Dal 1981 Wine Spectator assegna il riconoscimento “Grand Award” a chi raggiunge l’eccellenza per quel che concerne l’offerta vinicola, ma quest’anno a causa degli impedimenti legati all’emergenza sanitaria gli ispettori non hanno potuto censire in maniera diretta le cantine: la conseguenza di tale situazione è rappresentata dall’assenza di nuovi vincitori, ma ciò non ha impedito a 100 ristoranti di aggiudicarsi ancora una volta questo riconoscimento. Nella lista ci sono anche 6 insegne del nostro paese, nello specifico:

Antica Bottega del Vino – Verona, Italy – 2004

Tra i più antichi e prestigiosi locali storici italiani, la Bottega vanta una lunga storia che ha le sue radici nel XVI secolo quando era Osteria lo Scudo di Francia. Vini non solo italiani, ma anche dall’Europa e dal resto del mondo, che è possibile degustare in Bottega ma anche a casa acquistando le bottiglie in enoteca.

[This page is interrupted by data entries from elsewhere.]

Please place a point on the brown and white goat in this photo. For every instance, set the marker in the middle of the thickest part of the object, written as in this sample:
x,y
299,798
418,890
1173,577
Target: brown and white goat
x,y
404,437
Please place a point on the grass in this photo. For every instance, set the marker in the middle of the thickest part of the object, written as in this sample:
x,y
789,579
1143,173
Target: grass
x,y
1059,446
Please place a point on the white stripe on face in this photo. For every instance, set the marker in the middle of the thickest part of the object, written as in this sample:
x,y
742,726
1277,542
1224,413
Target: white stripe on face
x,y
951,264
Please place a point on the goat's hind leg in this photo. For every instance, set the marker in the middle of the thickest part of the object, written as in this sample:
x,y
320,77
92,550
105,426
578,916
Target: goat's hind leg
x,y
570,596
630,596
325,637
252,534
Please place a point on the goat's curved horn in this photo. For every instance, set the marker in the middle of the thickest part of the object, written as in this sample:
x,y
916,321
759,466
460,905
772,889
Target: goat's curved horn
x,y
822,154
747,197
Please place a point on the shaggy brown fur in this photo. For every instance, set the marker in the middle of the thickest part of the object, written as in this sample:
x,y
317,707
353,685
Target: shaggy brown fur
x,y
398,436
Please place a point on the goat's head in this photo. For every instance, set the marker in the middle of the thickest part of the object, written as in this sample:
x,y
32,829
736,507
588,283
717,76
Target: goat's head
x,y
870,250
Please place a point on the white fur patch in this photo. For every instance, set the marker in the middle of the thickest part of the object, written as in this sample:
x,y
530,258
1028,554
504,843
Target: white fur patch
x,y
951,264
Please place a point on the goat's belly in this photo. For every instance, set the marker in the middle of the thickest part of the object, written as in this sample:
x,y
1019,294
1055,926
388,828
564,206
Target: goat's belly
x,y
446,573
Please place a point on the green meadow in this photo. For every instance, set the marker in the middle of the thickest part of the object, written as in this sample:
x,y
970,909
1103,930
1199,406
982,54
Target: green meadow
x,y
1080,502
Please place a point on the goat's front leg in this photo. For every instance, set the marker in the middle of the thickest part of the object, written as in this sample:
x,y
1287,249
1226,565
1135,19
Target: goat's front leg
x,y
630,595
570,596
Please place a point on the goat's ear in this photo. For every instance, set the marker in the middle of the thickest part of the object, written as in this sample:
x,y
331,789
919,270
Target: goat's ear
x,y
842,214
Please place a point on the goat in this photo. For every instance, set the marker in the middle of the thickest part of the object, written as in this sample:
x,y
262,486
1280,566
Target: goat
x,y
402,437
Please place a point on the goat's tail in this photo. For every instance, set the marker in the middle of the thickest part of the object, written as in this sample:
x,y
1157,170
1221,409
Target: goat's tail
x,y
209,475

Enoteca Pinchiorri – Florence, Italy – 1984

Foto di Carlo Fico

Ristrutturata e rinnovata dopo l’incendio del 1992, la cantina del ristorante Tre stelle Michelin di Firenze può contare su 100.000 bottiglie con oltre 4.000 etichette, ed alcune vere e proprie gemme, come la n.1 del Tignanello del 1971 ed altri vini preziosi provenienti dalla Francia e dall’Italia, in particolare da Toscana e Piemonte.

Il Poeta Contadino – Alberobello, Italy – 1997

Dall’accurata ristrutturazione di una vecchia stalla è stato ricavato un bellissimo ambiente, un raffinato rustico in pietra viva suddiviso al suo interno in due ampie e confortevoli sale arredate in stile liberty. Il ristorante vanta tre cantine climatizzate naturalmente: all’interno di esse riposano circa 25.000 bottiglie con 3.300 etichette. Si va dai vini pugliesi a quelli del nuovo mondo con annate incredibili e introvabili.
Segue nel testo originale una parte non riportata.